The sound of car keys pulled Ashton’s attention back to Molly as she drew closer and wrapped her coltish arms around her Uncle Luke’s neck, smiling thinly as she hugged him. He could remember carrying her around open stadiums when she was light as a feather, singing Good Golly Miss Molly at sound checks in order to make her dance like a tiny bobble head doll. Now, she was a grown up. All limbs and big ideas.
“Thanks for all your help today.” She sincerely said before pulling away from him, shifting her eyes to catch her father looking fondly over her. It made her nervous how his eyes made it plain that he was going to lose his self-control at any moment.
“No problem. Drive safe.” Luke advised, giving her a last nod before she started for her open truck, swinging her keys in a circle around her fourth finger.
Molly was singing goodbye as she climbed in behind the wheel of her truck, practically dancing as she put the keys in the ignition. Before she could close the door, her father appeared right beside her, holding the roof with both hands, his armpits exposed to her as well as his lifeless smile.

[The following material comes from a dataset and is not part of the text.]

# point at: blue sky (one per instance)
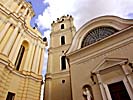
(46, 11)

“You remember how to drive stick?” He had gone over it with her twice over the week, but the truck was new to her and all Ashton could do was worry.
“Dad, I’m ready.” She insisted, sounding slightly annoyed by his smothering love. Molly reached over and pat the gear beside her as if to prove her point.
“I put money in the glove box, if you need it.” She had told him that she was fine for gas money, but Ashton took it upon himself to make sure she had back off. She had never had to drive this long before. He didn’t trust that her friend she was picking up would be smart enough to plan ahead either. He shook his head as her jaw opened in order to tell him to take it back and she didn’t need it. “Just let me be a Dad, okay?” He rhetorically asked, so Molly closed her mouth in compliance. “You know you can come home at any time, right? Or you can call and we’re there, it’s just an hour flight.” He wished she was flying, but his wife was all about her having the experience of a road trip, of going to college with her friend and getting there. Apparently getting there was half of the fun, but Ashton wasn’t concerned about fun right now. His priority was her safety.
“I know, Dad.”
“Call me when you get there, okay?” He let go of the roof finally and rested his arms at his side, trying not to reach out and wrap her up in a hug again.
He exhaled loudly, the word ‘goodbye’ waiting to be said, ready at the back of his throat, but he shut his eyes and couldn’t manage to let the word out.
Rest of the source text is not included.